Artificial General Intelligence (AGI) and Artificial Intelligence (AI) are seen as the pinnacle of human technology, capable of intelligence beyond humans and a beyond-human capacity to know, create, and process the entirety of human knowledge. Contrary to popular assumptions supported by faith in science, technology is not neutral and contains within it the residual ideological assumptions of those who created it. The need, or will, to create particular technologies is indicated by cultural drives, which Nietzsche designates as the Will to Power. Nietzsche’s übermensch is an affirmation of life and becomes his solution to the problem of nihilism that results from the cultural unity of Platonism and Christianity. The übermensch affirms life and the body through the myth of eternal return and focuses on the importance and relevance of the world-in-itself, or physis, as a literal grounding principle for meaning and values in after the ‘death of God.’ Contrary to some popular claims about Nietzsche’s perceived support for trans/post-humanism, Nietzsche’s analysis points to the drives that take AGI as the manifestation of Platonic-Christian drives but presents the übermensch as a solution, where AGI would be the symptom. Offering an extensive interpretation of Nietzsche’s philosophy, this thesis presents a lineage of Nietzsche’s thought that demonstrates his creation of the übermensch and why AGI should be seen as its opposite. AGI becomes a necessity only for a secular Platonic-Christian culture that needs to resolve the problem of nihilism with a replacement of God in a material form resistant to the scrutiny of science. AGI should then be understood as a theological necessity to support and justify science and, therefore, will necessarily contain theological biases that would reify those created by Platonism and Christianity. The thesis concludes by discussing the implications of the contradiction of a technology that has become a secular-theological necessity and a material impossibility.

Branston, Tyler. “AGI, All Too Human; Nietzsche and Artificial General Intelligence.” Thesis, University of Victoria, 2023. https://dspace.library.uvic.ca/handle/1828/15348.

Jacques Rivière & Antonin Artaud


Lou Andreas-Salome, Paul Rée, Friedrich Nietzsche

Presented Paper: Language Rigidification and Managing Logic and Reason in Nietzsche’s ‘On Truth and Lying in a Non-Moral Sense’.

Abstract:

It is my goal to outline Nietzsche's perspective of language formation and progression in his essay ‘On Truth and Lying in a Non-Moral Sense’ and show how hunting for truths and essences within logic, reason, and scientific rationalization is anthropomorphic, goes beyond the truth of the world in-itself and dominates the knowledge sphere. In a dual role, logical conceptual frameworks provide a perspective and approach to truths while at the same time favour essences, universals and absolutes and acts as a self-declared essential means of knowledge acquisition.

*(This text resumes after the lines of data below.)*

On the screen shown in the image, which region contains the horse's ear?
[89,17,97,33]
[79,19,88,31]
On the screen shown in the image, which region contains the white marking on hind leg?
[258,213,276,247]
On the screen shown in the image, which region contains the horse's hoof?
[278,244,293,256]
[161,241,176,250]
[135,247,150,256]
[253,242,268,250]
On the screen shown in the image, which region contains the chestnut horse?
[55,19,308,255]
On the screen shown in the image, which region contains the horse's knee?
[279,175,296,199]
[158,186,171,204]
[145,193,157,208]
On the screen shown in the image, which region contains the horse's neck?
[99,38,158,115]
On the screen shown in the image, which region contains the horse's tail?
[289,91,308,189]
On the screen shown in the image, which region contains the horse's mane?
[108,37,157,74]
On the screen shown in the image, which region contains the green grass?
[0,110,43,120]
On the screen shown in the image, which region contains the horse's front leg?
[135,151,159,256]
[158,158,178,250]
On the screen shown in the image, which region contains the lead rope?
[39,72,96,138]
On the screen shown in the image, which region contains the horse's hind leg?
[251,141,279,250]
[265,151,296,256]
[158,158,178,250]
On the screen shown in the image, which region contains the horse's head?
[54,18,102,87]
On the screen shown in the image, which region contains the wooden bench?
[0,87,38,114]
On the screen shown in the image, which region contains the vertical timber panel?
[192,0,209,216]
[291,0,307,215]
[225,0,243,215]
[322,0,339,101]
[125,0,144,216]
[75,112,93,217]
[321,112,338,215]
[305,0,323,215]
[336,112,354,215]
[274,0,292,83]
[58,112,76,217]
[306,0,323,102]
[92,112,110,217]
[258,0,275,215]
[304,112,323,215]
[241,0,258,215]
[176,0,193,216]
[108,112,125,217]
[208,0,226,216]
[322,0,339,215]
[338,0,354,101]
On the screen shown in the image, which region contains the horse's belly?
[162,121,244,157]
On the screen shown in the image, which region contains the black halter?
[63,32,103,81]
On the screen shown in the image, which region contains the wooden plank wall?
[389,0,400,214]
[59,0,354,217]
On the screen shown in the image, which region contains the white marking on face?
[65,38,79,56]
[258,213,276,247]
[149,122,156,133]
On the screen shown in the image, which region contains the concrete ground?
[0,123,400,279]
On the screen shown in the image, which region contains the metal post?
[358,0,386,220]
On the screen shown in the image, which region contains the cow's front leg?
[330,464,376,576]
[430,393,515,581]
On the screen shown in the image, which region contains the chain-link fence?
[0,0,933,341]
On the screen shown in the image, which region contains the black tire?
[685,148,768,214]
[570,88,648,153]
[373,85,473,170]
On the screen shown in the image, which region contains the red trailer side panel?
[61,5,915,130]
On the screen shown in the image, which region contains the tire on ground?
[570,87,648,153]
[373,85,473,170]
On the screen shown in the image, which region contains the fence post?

Logical conceptual frameworks that prioritize universals and essences ignore the nature of things themselves in favour of language conceptions that act as a simulacrum. Essences drawn from discussion around concepts give essences of the simulacrum of reality and not of reality itself. Viewing logical conceptual frameworks as simulacrum does not erode their utility but allows us to consider other perspectives that can help us manage the world in-itself, opening the door for aesthetic frameworks of looking at the world with, through, and as art; and allowing indigenous ways of knowing to contribute to knowledge without colonizing their thought with impositions of western knowledge in the form of absolutes, universals, essences, and Platonic forms.